The three next bits are for instruction bytes : 
Line 376, we can read :
1110CCVV 0 VVVVVVVV 0 DDDDDDDD 

- second byte :
1110CCVV
CC = 10 (binary) for manipulation bit
VV are the most significant bits for the CV ADDRESS ( for Cv >255). So here, VV=00 (binary
So the second byte is : 11101000 (binary) or 232 (decimal) 

- third byte
VVVVVVVV (the CV address-1 as we can read in lines 379/380)
So we have Cv29-1=28 (decimal) - or 00011100 (binary)

- fourth byte
DDDDDDDD the detail of this byte is on line 385 :
111CDBBB
C=0 (binary) as we veriify a bit 
D=0 (binary) as we search a 0 value bit
BBB=000 (binary as the bit I search is the Low significant bit)

So the fourth byte should be 11100000 (binary) or 224 (decimal)

- fifth byte is the XOR of the four previous bytes My calculator says :

3 XOR 232 XOR 28 XOR 224 = 23 (decimal) or 00010111 (binary)

The binary packet should be Pre 0 00000011 0 11101000 0 00011100 0 11100000 0 00010111

The decimal packet should be : Pre 0 3 0 232 0 28 0 224 0 23

However, this packet seems doesn't satisfy two different decoders. The question : where do I make a mistake ?

It's frustrating because I can see the ACK pulse when I modify a Cv.... but not when I ask the decoder.

Sorry for my English, Many thanks

RovDan


----------



## gregc (Apr 25, 2015)

RovDan said:


> CC = 10 (binary) for manipulation bit


i think the bit manipulation command is described on line 130 and has a unique format


----------



## RovDan (Feb 4, 2019)

*Reading Cvs value*

Hi GregC, Hi everybody,

Thanks, GregC for your reply. I think, you are right. I will try to send this kind of packets in Service Mode rather than in Operation mode.

I benefit this post for ask to everybody who owns a Command station :

When you ask your Command station to display the Cv Value of a Locomotive decoder, you do it on the main track or on the programming track ?

Best regards

RovDan
http://www.roverch.net/modelisme/Modelisme.html


----------



## gregc (Apr 25, 2015)

RovDan said:


> When you ask your Command station to display the Cv Value of a Locomotive decoder, you do it on the main track or on the programming track ?

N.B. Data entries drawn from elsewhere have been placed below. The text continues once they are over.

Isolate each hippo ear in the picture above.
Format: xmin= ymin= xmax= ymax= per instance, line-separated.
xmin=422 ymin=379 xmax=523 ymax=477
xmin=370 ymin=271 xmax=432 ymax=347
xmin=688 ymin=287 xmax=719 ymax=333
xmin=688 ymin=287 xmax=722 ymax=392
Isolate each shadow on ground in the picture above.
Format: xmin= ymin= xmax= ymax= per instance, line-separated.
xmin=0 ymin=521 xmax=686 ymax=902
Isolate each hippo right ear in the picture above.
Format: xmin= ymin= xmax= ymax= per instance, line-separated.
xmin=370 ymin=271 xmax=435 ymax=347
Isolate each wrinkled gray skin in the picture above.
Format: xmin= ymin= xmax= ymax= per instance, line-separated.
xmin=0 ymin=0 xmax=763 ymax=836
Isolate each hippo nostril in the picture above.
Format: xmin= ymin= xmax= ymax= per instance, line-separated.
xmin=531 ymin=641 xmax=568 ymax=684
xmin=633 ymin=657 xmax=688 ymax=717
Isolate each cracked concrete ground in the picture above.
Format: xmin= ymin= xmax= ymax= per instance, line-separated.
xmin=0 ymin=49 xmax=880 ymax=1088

line 12 of the Service Mode spec says "on an isolated section of track".

since current is being used to communicate, only one decoder should be active.


----------



## wvgca (Jan 21, 2013)

RovDan said:


> When you ask your Command station to display the Cv Value of a Locomotive decoder, you do it on the main track or on the programming track ?



i have a MRC Prodigy 2, and i know the read works on the programing track... write will also work on the main track, but i haven't tried the read


----------



## J.Albert1949 (Feb 3, 2018)

With the Roco z21 system, I just "program on the main". Seems to work just fine. The Roco software makes this "child's play" simple.

I _-DO-_ make sure that all other engines are either:
- in isolated sidings that are "power routing" (i.e., they can't receive power/program code)
_or_
- off the track.

But once done, the z21 doesn't care. I _don't_ select "program on the main" (although there is a choice for this). I just treat the entire main as "my programming track". The layout is compact enough for this to work without problems.


----------



## gregc (Apr 25, 2015)

i don't think there's any reason you cannot program a CV on a particular decoder using its address either on the main with other decoders present or on the programming track.

but when reading a CV, which relies on a momentary increase in current being drawn, you want just a single decoder on the programming track. the decoder pulses the motor to draw the increased current.


----------